In Macon-Bibb County, Georgia, officials opted to locate a polling station at the sheriff’s office, which Dianis said was an “intimidating factor” in keeping the predominantly African-American electorate from voting.
But Dianis stressed that in each of these areas, groups are working to either counter such changes or blunt their impact.
In Arizona, for example, local advocacy groups including Promise Arizona and One Arizona are banding together to create checks on election administration decisions. In Macon-Bibb, residents joined with the NAACP and New Georgia Project to press the county to relocate the polling station.
Meanwhile, in some states, organizing efforts have been successful at expanding voting rights.
For example, in Virginia, voting rights efforts helped push that state to restore voting rights to those with felony convictions on their record.
Dianis called the move a “huge victory,” affecting over 200,000 people in the state, many of them African American. “This didn’t happen on its own,” she said. “Communities of color got together to push for this.”

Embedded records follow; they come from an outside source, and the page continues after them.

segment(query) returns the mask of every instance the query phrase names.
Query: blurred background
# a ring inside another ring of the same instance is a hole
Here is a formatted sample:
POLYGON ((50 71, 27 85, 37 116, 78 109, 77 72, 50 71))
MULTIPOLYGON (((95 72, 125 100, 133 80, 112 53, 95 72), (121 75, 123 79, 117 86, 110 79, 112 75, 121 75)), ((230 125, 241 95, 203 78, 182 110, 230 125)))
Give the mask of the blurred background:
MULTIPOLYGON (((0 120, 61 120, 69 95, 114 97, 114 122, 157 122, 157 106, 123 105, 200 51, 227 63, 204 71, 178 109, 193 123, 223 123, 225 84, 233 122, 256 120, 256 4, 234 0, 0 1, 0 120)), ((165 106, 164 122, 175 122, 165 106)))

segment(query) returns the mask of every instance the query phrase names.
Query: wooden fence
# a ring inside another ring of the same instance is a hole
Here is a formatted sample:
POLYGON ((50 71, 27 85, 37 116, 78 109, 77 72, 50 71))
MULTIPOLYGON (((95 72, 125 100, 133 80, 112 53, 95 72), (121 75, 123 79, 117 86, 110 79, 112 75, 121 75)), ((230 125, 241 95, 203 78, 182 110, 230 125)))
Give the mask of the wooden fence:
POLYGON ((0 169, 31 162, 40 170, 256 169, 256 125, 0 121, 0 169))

The task now in Virginia, she said, is to ensure that those who were formerly incarcerated and are newly eligible to vote actually know they are eligible and that they get register to vote.
Nationwide, there are “5.8 million people disenfranchised because of criminal convictions,” according to Dale Ho, director of the Voting Rights Project with the American Civil Liberties Union. In terms of population, he said, they would “be the 20th largest state in the country…with 10 votes in the electoral college.”
Ho also noted the “tremendous racial disparities” within this population, saying one in 13 voting-age African-American men is not eligible to vote because of a criminal conviction.
There are currently three states that have permanently disenfranchised people with felony convictions – Kentucky, Florida and Iowa. Two states – Maine and Vermont – allow people to vote even while incarcerated. “All other states fall somewhere in between,” said Ho, who said that the “restoration of voting rights is critical to the reintegration” into society of the formerly incarcerated.
Ho called the loss of Section 5 a “tremendous blow” and said it came just as voter participation and engagement among people of color was “surging.”
But there is also “a lot of good news” when it comes to voting rights, he said.
He pointed to efforts now underway in Congress to revitalize the Voting Rights Act, and said that in several states, including California, laws have been passed to automatically register voters. “The onus to register should be on the state, not on the citizen,” he said.
Meanwhile, the rhetoric now heard on the campaign trail suggests a continued push to disenfranchise voters, said Dianis.
“We’re seeing some wins, but we should look over the next few months,” she said. “We will find a fight around the right to vote.”